The so-called «Μάρτης» (Mártis) is an ancient custom that is believed to have its roots in Ancient Greece, and specifically in the Eleusinian Mysteries, «Ελευσίνια Μυστήρια» (elefsínia mistíria). The mystics of the Eleusinian Mysteries tied a thread, the Crocus, to their right hand and their left foot, which was a ribbon of saffron-coloured wool which guarded them from the evil spirits.  

What does a Martenitsa do? 

Usually the children (but not only) wear it on their wrist from the 1st to the 31st of March. According to popular tradition, ο Μάρτης protects the faces of children from the first sun of spring, so that they do not get burned. They take off this bracelet at the end of the month, or leave it on the roses when they see the first swallow, so that the birds can take it and build their nest. Others tie this bracelet on a fruit tree to give it flowering. 

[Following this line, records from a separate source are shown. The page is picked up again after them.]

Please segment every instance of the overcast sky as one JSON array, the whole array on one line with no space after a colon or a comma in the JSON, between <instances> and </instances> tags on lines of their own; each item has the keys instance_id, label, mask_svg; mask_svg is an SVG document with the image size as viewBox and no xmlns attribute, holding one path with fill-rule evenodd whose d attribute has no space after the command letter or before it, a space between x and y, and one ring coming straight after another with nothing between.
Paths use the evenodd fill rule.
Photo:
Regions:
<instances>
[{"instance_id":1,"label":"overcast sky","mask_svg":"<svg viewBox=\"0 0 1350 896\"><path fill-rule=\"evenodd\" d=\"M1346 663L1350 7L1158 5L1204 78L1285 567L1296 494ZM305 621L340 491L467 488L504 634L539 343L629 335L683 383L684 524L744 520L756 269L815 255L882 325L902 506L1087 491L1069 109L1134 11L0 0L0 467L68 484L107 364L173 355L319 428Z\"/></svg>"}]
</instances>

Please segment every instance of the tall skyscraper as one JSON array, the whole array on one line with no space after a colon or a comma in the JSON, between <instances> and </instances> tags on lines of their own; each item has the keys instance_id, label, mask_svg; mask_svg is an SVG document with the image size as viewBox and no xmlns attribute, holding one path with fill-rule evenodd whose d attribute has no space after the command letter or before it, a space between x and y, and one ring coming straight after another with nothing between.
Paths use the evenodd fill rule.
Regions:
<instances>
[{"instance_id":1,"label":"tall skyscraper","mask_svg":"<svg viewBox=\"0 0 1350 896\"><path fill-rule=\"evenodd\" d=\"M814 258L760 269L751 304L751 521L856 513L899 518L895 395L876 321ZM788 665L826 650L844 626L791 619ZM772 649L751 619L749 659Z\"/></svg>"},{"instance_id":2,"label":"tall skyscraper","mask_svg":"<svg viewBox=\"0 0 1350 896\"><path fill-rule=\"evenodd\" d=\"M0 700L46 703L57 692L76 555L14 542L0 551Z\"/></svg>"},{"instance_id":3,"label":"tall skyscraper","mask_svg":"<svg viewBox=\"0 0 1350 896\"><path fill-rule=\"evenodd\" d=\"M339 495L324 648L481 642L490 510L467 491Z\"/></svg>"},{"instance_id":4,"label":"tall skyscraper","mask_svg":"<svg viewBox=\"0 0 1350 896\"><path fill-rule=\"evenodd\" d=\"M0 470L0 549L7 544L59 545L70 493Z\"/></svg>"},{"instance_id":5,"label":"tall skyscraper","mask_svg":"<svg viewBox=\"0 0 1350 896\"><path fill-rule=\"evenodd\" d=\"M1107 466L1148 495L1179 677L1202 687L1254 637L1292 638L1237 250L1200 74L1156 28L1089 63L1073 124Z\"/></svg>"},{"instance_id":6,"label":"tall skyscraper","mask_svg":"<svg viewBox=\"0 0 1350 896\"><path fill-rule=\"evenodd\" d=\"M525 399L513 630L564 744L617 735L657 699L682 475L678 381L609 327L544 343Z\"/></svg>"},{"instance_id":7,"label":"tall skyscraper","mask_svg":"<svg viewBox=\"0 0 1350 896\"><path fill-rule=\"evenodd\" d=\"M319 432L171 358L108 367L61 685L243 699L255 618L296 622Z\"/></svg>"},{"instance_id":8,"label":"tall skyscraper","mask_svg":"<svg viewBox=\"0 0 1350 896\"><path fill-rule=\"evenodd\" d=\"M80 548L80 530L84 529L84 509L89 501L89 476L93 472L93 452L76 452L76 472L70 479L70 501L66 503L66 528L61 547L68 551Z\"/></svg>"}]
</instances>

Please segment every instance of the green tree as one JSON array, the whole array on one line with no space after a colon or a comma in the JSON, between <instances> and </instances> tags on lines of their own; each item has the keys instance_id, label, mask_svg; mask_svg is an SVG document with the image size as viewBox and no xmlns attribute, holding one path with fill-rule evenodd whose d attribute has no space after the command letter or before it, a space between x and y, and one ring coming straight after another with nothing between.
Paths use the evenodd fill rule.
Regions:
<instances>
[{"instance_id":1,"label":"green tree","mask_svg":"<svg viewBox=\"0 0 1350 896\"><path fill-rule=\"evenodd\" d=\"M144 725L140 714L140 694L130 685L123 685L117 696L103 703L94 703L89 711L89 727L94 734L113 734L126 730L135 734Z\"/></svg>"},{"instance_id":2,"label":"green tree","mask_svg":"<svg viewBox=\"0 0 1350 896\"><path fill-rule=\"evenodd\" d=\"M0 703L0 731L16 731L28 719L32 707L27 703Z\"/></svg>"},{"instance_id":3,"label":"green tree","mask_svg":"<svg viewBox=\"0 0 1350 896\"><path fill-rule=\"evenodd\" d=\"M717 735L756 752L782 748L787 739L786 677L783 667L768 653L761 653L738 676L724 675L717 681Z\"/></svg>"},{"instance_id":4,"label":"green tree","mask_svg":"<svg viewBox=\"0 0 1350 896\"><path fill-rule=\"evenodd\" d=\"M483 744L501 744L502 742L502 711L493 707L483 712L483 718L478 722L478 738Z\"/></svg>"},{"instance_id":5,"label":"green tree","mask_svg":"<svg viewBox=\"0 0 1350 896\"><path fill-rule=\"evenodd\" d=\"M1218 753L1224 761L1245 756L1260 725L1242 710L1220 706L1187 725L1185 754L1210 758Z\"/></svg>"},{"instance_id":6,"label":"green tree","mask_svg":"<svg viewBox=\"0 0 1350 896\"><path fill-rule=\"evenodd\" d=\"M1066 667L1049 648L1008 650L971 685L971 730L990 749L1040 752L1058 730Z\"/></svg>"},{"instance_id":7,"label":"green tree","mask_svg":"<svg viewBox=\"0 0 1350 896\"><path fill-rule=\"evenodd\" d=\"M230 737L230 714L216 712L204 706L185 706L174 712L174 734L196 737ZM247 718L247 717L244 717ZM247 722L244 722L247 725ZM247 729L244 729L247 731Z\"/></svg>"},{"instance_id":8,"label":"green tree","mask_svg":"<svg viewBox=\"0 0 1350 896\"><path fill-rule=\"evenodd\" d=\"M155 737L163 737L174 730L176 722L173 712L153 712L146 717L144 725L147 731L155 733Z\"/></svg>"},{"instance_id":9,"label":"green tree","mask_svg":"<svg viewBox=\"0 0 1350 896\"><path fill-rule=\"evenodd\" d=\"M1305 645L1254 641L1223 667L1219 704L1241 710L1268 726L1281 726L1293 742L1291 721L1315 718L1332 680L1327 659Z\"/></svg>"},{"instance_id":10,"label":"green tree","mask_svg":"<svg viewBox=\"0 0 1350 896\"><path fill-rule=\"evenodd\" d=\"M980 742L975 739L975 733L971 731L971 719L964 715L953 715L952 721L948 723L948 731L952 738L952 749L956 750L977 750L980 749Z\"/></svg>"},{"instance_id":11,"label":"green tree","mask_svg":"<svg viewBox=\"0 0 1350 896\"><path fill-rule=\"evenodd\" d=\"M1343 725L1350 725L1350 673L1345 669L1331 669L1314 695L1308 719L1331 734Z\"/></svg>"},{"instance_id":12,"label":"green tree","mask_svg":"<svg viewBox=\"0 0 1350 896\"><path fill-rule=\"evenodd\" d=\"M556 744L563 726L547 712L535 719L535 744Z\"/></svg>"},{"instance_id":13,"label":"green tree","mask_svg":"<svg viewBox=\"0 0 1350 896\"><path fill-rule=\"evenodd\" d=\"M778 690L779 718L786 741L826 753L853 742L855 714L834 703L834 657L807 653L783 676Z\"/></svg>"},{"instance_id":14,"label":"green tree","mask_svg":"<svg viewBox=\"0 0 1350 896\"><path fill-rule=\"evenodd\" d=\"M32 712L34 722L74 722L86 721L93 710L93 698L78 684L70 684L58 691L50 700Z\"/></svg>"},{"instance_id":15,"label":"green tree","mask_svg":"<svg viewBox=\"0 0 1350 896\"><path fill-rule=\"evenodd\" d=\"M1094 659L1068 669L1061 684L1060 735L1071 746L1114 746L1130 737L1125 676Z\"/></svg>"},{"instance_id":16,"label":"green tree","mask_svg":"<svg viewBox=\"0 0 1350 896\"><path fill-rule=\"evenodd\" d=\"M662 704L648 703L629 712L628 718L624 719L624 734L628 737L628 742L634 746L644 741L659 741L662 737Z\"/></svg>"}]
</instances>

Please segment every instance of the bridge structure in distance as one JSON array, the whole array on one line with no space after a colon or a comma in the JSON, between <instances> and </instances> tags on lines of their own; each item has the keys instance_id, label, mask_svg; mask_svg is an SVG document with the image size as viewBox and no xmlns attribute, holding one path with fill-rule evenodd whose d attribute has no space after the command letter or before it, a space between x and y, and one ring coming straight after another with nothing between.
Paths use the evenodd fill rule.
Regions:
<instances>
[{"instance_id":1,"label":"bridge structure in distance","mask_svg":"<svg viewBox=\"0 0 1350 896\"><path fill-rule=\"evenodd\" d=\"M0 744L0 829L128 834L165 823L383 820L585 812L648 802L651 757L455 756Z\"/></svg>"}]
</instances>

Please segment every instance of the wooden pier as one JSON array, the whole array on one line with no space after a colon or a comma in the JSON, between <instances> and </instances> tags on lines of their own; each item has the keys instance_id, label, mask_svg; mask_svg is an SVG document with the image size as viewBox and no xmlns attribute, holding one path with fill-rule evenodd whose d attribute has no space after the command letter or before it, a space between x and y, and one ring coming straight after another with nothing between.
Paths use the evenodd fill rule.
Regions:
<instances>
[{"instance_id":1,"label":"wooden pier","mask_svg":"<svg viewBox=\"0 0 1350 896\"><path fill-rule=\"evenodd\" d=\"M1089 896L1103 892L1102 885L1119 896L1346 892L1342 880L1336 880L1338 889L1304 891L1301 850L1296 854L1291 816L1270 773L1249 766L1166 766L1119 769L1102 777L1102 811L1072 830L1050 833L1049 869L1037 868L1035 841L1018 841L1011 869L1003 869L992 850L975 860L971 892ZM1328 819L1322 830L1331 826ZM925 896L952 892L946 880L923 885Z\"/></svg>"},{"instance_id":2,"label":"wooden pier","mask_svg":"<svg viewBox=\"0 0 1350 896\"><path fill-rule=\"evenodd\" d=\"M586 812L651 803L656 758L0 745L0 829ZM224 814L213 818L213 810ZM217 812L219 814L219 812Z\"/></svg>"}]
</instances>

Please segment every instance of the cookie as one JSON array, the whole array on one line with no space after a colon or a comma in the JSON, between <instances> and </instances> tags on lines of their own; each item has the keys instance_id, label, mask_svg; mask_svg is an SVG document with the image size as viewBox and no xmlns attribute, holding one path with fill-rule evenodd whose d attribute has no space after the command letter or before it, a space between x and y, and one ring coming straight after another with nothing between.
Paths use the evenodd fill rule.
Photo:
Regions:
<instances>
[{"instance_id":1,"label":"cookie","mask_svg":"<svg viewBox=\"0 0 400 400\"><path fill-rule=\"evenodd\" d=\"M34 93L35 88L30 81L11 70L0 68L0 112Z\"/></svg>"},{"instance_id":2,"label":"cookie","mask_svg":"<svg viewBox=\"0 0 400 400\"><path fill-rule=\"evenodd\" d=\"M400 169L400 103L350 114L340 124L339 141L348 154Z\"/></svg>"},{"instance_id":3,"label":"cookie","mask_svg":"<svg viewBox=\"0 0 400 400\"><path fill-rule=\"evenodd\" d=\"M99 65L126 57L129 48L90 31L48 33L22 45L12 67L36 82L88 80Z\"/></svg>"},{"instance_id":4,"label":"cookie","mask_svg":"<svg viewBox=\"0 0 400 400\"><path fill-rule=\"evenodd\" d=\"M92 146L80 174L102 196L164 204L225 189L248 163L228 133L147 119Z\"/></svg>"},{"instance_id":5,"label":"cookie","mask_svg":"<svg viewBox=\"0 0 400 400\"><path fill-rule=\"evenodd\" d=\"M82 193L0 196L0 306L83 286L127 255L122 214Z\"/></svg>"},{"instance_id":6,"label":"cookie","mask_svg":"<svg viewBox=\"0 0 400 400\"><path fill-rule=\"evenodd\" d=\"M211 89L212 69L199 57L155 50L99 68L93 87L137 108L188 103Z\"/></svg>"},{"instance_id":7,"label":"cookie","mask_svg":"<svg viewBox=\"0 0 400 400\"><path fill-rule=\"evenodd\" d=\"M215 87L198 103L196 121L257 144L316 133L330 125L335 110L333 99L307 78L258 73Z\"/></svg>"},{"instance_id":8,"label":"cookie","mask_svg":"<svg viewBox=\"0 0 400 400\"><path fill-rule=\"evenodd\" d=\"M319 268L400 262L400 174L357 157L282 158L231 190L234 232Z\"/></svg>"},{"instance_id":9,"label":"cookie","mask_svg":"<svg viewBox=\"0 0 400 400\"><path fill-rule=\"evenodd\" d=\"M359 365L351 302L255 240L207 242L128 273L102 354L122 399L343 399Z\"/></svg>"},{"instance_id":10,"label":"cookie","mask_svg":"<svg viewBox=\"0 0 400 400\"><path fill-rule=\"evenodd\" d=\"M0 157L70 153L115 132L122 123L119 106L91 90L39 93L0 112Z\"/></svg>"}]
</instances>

Thus, we say «από Μάρτη καλοκαίρι, και από Αύγουστο χειμώνα» (apó márti kalokiéri kie apó ávghusto himóna) meaning that many times in March the weather is so warm just like summer, whereas in August the weather starts getting cold and is reminiscent of winter.  

How to make your own Martenitsa? 

This custom is so popular and loveable that it takes place also at schools during the art class. How can one create it? You need red and white threads, «άσπρες και κόκκινες κλωστές» (áspres kie kókines klostés). You can simply twist the threads and tie them by hand.